"A recovery plan has been developed and a number of actions have already been implemented to restructure the field organisation"
Provident Financial has announced the launch of a home credit business recovery plan under new leadership to "re-establish relationships with customers, stabilise the operation of the business and improve collections performance".
In August, the doorstep lender announced that pre-tax losses could reach £120m after a new business model reduced forecast profits to around £60m.
It admitted that the rate of progress being made is too weak and that the business is "falling a long way short" of achieving its objectives.
Amidst the losses, Chief Executive Peter Crook also stepped down.
Additionally, the FCA is continuing an investigation into its sister company Vanquis Bank’s Repayment Option Plan. Vanquis agreed with the FCA to enter into a voluntary requirement to suspend all new sales of the ROP in April 2016 and to conduct a customer contact exercise, which has now been completed.
In today's interim management statement, Provident says progress to date "is in line with the recovery plan" and confirmed that losses for the Consumer Credit Division would be between £80m and £120m for 2017 as a whole. It also confirmed that the search for a new Chief Executive is underway.

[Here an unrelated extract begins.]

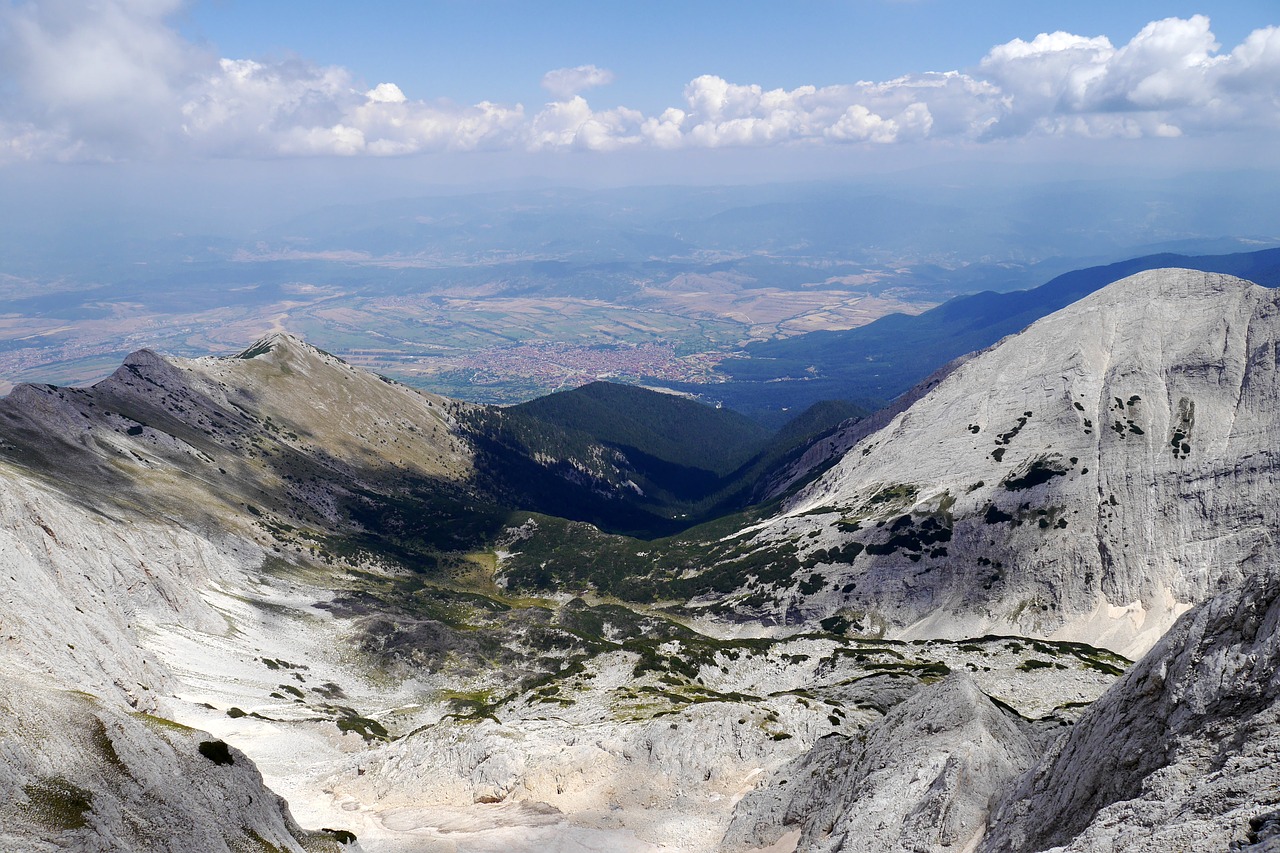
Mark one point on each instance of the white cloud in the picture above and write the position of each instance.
(565, 83)
(113, 80)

Provident Financial shares jumped 12% this morning after the market update.
Manjit Wolstenholme, Executive Chairman, said: “Since the last update, we have moved quickly to appoint new leadership in home credit who have a deep understanding of the business and recognise the importance of the relationship between our front-line staff and our customers. A recovery plan has been developed and a number of actions have already been implemented to restructure the field organisation in order to provide the foundation for delivering the necessary improvement in customer service and financial performance."
Laith Khalaf, Senior Analyst at Hargreaves Lansdown, commented: "Things aren’t getting any worse at Provident, and the company is pulling a U-turn on some of the problematic plan to streamline the home credit business. This is resulting in devolvement of responsibilities back to regional managers, and the re-engagement of three hundred previously self-employed doorstep lending agents.
"The market clearly likes what it sees with the shares rising sharply. The stock is now trading at around double the lowest price it hit on that fateful day in August which precipitated its ejection from the FTSE 100.
"There are still reasons to be cautious though. Companies in recovery can go one of two ways, and the rewards, or losses, are usually high. Provident still doesn’t have a CEO, and the financial watchdog is investigating sales of its Repayment Option Plan to Vanquis Bank customers, a product which looks a lot like PPI.
"Meanwhile the group’s credit rating is teetering on the edge of being downgraded to junk, a step down which would limit the availability of creditors, and push up the price of borrowing.
"The share price showing some relief in these circumstances is natural, but there’s still a long rocky road ahead for Provident."